Die Digitaloffensive von Porsche ähnelt in vielem der ebenfalls gestarteten Digitaloffensive von VW. Sie haben Thilo Koslowski aus dem Silicon Valley als Chef der neuen Digital GmbH gewonnen, VW-Chef Müller hat von dort Johann Jungwirth geholt, der dort den Bereich für Digitales leiten soll. Wird da nebeneinander her gearbeitet, droht da unergiebige Doppelarbeit?
Im Gegenteil. Das ist ein enges Miteinander. Jungwirth bearbeitet Themen, die für den Konzern eine zentrale Rolle spielen und von denen gleichzeitig alle Marken profitieren, Koslowski konzentriert sich auf markenspezifische Themen, die aber durchaus auch relevant für den Konzern sein können. Dabei geht es auch darum, Partner für gemeinsame Projekte zu finden.
Handelt es sich bei diesen möglichen Partnern um große Player wie Apple und Google oder eher um unbekannte Spezialisten etwa aus dem Bereich der Navigation?
Da würde ich nichts ausschließen. Das hängt vom jeweiligen Bedarf ab. Wer ist auf welchem Gebiet besonders gut? Wer ist an einer Kooperation interessiert? Wo ist für uns eine Kooperation sinnvoll? Das ist unabhängig davon, ob es einer von den Großen wie Google oder Apple ist oder ob es ein kleineres Unternehmen ist, das intelligente Innovationen anbieten kann.

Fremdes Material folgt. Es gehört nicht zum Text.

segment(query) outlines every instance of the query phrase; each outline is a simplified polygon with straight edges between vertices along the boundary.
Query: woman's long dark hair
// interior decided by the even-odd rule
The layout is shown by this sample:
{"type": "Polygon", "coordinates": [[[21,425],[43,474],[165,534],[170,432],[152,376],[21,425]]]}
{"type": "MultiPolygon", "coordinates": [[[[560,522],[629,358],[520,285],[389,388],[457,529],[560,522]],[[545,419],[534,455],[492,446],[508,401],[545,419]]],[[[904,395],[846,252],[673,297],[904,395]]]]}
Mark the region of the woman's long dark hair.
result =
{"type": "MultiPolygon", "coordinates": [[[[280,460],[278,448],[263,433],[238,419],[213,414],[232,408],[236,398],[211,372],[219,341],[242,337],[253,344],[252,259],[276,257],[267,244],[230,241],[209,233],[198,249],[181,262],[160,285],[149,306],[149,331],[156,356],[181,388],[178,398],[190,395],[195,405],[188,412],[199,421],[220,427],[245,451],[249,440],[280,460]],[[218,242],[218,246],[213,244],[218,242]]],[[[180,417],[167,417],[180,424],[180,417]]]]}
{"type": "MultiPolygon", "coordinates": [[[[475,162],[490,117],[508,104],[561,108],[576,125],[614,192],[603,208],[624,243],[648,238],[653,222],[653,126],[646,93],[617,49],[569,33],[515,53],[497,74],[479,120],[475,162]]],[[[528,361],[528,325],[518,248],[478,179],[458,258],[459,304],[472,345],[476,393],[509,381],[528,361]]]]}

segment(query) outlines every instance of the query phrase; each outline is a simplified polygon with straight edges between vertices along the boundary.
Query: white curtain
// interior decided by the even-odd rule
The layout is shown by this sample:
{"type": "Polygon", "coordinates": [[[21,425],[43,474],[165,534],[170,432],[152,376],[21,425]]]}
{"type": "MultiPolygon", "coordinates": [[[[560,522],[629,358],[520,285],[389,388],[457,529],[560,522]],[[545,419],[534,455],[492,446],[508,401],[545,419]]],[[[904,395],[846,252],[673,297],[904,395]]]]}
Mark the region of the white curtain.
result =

Haben denn Google oder Apple schon angefragt?
Google und Apple müssen nicht Klinken putzen, auch die Autohersteller nicht. In der Branche kennt man sich und unterhält sich auch. Thilo Koslowski etwa bewegt sich seit 20 Jahren im Silicon Valley, hat einen sehr guten Zugang zu allen wichtigen Playern und hervorragende Kontakte, die uns eine sehr gute Perspektive für die Zukunft eröffnen.